Барнс любил пофилософствовать о разведке и ее роли в мировой истории, тем более что дела у московского военно-морского атташе шли прескверно, все конфиденциальные контакты оказывались подсадными утками КГБ, а честные русские, заговорив с англичанином, тут же набирали воды в рот и прикидывали, когда и куда лучше дать деру и быстренько настучать. Такое было времечко.

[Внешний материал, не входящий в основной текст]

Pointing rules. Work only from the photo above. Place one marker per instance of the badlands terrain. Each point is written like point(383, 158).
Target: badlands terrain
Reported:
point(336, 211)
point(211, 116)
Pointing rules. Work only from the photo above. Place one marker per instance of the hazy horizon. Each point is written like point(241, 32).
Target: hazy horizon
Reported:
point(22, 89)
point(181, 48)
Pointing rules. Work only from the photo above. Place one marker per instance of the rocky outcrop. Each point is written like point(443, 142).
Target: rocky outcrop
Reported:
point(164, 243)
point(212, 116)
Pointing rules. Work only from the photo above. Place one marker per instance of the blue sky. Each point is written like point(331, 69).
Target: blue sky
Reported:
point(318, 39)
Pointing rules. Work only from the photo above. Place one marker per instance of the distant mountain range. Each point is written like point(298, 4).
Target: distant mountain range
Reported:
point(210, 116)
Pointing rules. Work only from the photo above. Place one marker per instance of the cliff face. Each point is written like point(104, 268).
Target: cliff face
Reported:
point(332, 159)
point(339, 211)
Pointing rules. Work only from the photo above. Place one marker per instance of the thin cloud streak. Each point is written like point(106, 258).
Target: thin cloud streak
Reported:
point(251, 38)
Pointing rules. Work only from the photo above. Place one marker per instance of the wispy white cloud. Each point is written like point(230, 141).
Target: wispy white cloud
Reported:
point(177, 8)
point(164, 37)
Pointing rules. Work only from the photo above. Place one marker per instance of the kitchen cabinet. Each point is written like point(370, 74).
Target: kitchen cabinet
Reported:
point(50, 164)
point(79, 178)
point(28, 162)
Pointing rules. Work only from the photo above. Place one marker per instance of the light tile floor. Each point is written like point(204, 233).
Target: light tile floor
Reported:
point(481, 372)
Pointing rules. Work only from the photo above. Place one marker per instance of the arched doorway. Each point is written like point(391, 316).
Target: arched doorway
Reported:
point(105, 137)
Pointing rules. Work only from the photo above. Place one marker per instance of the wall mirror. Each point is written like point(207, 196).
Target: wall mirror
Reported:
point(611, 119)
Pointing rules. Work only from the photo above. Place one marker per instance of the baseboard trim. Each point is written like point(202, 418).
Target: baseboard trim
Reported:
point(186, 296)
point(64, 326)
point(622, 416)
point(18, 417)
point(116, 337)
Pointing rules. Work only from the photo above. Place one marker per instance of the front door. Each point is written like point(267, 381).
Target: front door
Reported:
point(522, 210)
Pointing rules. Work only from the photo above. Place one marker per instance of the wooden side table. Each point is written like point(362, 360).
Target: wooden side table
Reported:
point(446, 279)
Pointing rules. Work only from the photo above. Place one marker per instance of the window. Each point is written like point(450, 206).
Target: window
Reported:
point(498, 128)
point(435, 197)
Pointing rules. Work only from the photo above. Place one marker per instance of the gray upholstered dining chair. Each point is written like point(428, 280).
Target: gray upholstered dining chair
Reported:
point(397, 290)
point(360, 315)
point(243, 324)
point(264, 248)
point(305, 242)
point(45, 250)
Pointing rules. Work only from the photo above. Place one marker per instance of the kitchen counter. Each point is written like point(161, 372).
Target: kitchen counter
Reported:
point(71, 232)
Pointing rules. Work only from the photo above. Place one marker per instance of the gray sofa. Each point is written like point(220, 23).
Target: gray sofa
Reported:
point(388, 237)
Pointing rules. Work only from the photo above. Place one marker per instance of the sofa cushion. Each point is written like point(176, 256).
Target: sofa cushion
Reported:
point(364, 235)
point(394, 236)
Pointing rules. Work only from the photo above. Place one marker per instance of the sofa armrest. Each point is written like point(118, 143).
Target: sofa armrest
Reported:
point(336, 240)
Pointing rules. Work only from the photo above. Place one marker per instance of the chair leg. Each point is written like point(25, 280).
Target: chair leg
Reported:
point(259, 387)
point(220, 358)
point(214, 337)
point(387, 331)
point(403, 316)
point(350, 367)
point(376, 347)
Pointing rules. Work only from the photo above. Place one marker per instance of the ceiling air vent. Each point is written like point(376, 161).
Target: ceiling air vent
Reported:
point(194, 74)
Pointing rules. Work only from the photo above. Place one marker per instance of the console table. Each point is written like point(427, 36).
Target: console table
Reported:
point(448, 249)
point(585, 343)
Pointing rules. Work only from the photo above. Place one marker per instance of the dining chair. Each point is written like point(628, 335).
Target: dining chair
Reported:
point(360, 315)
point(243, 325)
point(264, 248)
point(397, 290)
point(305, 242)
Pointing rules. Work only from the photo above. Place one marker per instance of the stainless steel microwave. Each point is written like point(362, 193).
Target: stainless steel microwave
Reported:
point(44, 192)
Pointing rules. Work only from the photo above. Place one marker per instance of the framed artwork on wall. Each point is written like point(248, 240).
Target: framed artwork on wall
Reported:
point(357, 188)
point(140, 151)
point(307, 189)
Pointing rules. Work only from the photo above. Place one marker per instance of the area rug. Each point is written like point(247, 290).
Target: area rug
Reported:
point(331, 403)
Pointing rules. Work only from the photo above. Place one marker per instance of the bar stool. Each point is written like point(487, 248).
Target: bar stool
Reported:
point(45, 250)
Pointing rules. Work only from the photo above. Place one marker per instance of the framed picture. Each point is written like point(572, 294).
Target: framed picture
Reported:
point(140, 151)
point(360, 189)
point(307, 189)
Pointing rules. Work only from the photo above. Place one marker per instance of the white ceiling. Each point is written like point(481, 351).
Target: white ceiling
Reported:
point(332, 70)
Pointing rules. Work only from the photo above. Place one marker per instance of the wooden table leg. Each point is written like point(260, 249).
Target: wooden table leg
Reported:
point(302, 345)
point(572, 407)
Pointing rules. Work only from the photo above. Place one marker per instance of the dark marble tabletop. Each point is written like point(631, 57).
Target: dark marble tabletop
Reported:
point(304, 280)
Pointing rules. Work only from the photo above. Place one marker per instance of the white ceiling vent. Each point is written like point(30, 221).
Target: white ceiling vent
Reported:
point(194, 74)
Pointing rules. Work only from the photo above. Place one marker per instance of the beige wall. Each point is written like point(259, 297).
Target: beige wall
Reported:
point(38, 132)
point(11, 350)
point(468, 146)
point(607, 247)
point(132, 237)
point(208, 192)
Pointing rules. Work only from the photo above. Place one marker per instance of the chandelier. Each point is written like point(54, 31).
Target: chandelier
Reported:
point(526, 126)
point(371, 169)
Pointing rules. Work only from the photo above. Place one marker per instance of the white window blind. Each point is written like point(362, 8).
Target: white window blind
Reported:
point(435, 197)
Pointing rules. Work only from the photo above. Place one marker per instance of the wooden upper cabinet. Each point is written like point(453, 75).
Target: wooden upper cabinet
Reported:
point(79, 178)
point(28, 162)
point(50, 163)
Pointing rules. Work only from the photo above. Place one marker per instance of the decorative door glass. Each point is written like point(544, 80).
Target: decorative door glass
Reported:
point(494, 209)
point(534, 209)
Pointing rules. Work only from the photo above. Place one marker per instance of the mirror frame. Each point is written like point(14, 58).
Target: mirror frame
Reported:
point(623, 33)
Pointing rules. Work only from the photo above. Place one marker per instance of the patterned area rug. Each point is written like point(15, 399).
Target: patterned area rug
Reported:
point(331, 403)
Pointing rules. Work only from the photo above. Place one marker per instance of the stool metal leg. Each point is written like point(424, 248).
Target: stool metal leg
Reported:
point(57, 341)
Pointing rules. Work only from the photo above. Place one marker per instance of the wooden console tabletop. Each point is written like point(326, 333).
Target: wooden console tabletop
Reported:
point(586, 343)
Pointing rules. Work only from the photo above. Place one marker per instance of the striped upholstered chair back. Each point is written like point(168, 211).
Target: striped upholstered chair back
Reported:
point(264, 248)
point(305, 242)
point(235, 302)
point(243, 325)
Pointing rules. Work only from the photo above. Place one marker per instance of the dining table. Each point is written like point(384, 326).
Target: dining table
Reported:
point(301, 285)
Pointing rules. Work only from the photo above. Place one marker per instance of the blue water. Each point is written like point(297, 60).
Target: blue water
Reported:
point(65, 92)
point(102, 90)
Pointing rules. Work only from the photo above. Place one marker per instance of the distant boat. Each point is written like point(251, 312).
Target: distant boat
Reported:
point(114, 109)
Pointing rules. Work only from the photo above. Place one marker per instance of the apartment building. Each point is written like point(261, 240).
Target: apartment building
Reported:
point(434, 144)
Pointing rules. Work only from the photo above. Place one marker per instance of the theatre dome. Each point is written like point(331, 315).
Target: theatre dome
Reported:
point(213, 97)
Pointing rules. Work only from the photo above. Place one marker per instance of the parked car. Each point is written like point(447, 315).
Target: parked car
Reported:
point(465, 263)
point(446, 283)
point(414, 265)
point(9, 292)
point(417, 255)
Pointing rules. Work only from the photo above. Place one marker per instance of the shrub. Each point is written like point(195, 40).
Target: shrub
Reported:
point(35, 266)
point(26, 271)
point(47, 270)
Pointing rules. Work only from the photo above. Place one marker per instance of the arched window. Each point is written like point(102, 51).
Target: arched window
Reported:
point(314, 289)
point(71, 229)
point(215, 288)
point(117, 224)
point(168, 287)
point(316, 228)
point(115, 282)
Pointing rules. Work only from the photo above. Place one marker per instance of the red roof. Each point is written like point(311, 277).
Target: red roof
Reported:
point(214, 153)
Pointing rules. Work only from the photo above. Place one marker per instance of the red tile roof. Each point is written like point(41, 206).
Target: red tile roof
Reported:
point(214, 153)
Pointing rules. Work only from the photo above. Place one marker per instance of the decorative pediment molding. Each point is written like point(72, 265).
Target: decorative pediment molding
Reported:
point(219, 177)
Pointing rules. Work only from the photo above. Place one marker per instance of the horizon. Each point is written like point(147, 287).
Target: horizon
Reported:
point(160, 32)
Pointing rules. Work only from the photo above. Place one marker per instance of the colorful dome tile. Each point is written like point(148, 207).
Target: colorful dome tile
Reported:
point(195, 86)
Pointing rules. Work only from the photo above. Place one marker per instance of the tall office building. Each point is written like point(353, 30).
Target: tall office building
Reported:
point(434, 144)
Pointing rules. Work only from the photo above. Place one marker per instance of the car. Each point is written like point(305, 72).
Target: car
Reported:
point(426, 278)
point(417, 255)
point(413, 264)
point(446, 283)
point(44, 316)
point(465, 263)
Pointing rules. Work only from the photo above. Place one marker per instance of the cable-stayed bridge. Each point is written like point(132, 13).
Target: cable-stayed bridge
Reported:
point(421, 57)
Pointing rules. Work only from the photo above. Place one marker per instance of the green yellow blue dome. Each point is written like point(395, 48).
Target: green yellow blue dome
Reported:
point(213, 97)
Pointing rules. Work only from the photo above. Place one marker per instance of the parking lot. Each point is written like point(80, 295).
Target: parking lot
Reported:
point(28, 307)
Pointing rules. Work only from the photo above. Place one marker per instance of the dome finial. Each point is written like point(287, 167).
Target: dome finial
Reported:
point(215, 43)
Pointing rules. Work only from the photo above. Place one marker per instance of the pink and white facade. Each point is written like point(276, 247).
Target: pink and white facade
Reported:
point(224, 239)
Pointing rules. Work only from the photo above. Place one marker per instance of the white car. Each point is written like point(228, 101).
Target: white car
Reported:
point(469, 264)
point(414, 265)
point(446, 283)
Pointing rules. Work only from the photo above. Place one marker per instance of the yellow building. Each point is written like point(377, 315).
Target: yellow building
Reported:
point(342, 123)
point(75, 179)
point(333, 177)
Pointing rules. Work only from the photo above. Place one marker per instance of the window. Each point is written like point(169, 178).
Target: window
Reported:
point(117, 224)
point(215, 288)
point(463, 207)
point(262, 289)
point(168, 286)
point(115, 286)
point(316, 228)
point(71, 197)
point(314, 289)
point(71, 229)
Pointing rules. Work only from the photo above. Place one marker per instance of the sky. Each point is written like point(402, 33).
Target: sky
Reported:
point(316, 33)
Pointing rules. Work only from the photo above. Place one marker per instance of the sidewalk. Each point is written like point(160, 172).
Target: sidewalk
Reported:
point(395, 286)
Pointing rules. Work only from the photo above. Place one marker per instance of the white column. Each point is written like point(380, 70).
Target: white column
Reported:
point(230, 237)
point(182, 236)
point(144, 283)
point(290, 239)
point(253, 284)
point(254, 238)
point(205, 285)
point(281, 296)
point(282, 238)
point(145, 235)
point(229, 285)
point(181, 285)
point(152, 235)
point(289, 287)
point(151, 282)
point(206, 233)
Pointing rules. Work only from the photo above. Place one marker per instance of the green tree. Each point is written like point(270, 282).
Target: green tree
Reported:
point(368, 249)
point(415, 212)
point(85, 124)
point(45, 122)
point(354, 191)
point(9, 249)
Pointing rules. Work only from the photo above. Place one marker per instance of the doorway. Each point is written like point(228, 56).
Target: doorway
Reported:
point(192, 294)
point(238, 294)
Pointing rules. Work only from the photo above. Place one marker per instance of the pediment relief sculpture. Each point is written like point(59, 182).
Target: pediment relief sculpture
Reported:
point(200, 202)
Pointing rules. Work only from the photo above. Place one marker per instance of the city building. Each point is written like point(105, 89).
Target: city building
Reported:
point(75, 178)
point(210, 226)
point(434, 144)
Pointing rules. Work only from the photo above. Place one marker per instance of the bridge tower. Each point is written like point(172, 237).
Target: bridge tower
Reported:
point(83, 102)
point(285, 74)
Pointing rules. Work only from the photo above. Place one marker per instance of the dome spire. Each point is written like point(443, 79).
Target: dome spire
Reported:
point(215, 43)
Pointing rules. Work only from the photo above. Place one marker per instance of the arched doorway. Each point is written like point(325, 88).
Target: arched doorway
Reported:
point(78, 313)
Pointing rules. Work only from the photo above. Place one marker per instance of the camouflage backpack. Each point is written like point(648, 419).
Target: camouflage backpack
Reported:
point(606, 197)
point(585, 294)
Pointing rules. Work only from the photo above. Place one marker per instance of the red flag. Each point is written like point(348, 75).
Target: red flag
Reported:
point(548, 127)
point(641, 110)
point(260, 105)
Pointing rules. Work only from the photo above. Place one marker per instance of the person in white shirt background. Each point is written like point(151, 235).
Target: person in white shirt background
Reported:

Барнс уже собирался завершить свой монолог пассажем о планах внезапного удара с советских подлодок в Северном море прямо по Англии и США, как дверь отворилась и вкатился растрепанный красномордый толстяк с сигарой в зубах, весьма напоминавший мистера Пиквика после интенсивного катания на коньках. Впрочем, несмотря на весь свой добродушно-распухший облик, мистер Грегори Олби являлся ключевой фигурой в посольстве, будучи резидентом «Сикрет Интеллидженс Сервис», прикрытым постом первого секретаря.

— Знакомьтесь, Грегори, — сказал Барнс. — Это наш новый технический помощник Джон Уоррен. Как говорят гомо советикус: превосходный кадр. А Сталин учил: кадры решают все!

Он порадовался и своему остроумию, и своей начитанности. Новый сотрудник не произвел никакого впечатления на многоопытных джентльменов. Когда он удалился, Грегори лишь хмыкнул: «Красавчик!», Барнс неопределенно повел бровями, отметив про себя ухоженность нового сотрудника, его добротный бельгийской ткани костюм и запахи крепкого одеколона, что не есть хорошо, ибо истинный джентльмен ничем не должен обращать на себя внимания, даже запахами.